9 Responses to “Passive/Aggressive, Table for 1”

  1. Kelly Says:

    Sigh. I hope, with time, that she can learn that she needs to be supportive and that she may have to adjust how she thinks and deals with things. Good luck.

  2. Sarah Says:

    Hi, this is Sarah from stillthinking… I’m still reading… hope that’s ok? 🙂

    Passive aggressiveness sucks. Don’t know if there’s anything more frustrating. I’m so sorry that your wonderfully-written email seems to have gone nowhere. But I am truly glad that your therapist seems to be helping to such an extent.

    And speaking of therapy, do you think that perhaps your mom could attend a few therapy sessions with you? My therapist has suggested that several times for my father issues. He says that it would help to have an objective 3rd party present, but I still haven’t done it myself. Anyway, just a thought…

    • mkwewer Says:

      I’m so glad you are still reading, I hope you are well…I think that’s an good idea, I will mention it to Dr. J next week…thanks!

  3. Frances Says:

    “It did, however, make me decide that I’m not taking this behavior from her anymore.”

    And that my beautiful Martha is all that matters.

  4. Laura Lohr Says:

    I think one of the most important things you can learn in changing your own behavior. You aren’t taking it anymore and that may, eventually, finally hit home with your mom. She has to play by the rules or she doesn’t get to play. It is a win-win for you.

    Five years later and many therapy sessions, I have an amazing relationship with my MIL. She is still the same passive/aggressive personality, but she toned it way down and she knows her boundaries. I believe your setting boundaries will reap the same/similar benefit for you and your mom.

    (((hugs)))) I hate you have to go through this.

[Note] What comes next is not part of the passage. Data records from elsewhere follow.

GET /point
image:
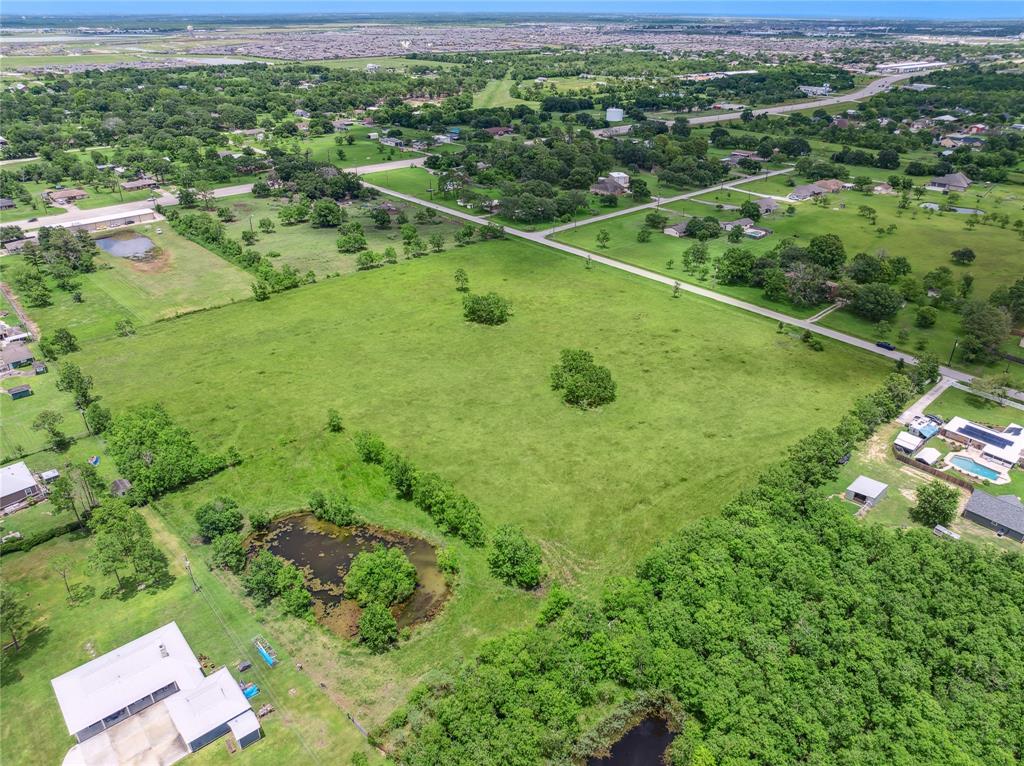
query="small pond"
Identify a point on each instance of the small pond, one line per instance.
(325, 551)
(644, 745)
(127, 245)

Many, many good thoughts and lots of sticky vibes to you!

    • mkwewer Says:

      Thanks Laura. I know you are right but it’s the lay down of the law that I can’t stand. I appreciate your kind words and encouragement…I know you are in need of those too so know that I am thinking of you and hugging you from long distance…

  5. KB Says:

    So…I’m going to tell you something that my therapist tells me quite regularly, including this week when I was sobbing/screaming/sobbing that I wanted the sibling who hurt me to be punished, to apologize and to leave me alone. And you might not like hearing it: You cannot change anybody, nor can you make them do or not do anything. So the best you can do is learn to stop giving other people power over your wellbeing and learn to be OK with them being their ridiculous selves. Which to me always feels like I’m condoning bad behavior but my therapist says it is different. I think it is more like turning off our desire for these people to behave in certain ways because they probably will never change and we do our best to learn how to release our need to have them be a certain way for us, i.e. be supportive or decent or helpful. Which is hard and disappointing b/c they are our family and we need and want them to surround us with love and care – but – they might not be able to – and so we learn to surround ourselves with others who can and let go of the want for those who cannot. That’s the hard part – letting go of the want for those who cannot.

    I’ve ben trying to get my mother to attend therapy for years – years. Not happening. The conversation always turns into a big fight. Totally not worth the effort of bringing up that topic in my family. Unfortunate b/c I’ve come to really appreciate therapy.

    It is hard. I know. I do. You’re doing great. Better to talk and get it out then to stuff and let it eat you up. XO Remember too, that you’re practicing your own mothering skills right now so maybe try reversing your role (in your mind) with your mother and perhaps try surrounding her with the love you desire. Unless, that would be too hard right now. I donno. Just an idea.

  6. Amy Says:

    Ugh…. that sucks. We’ll talk tomorrow.

  7. Jaded Says:

    you wrote to her so truthfully and honest too…sigh.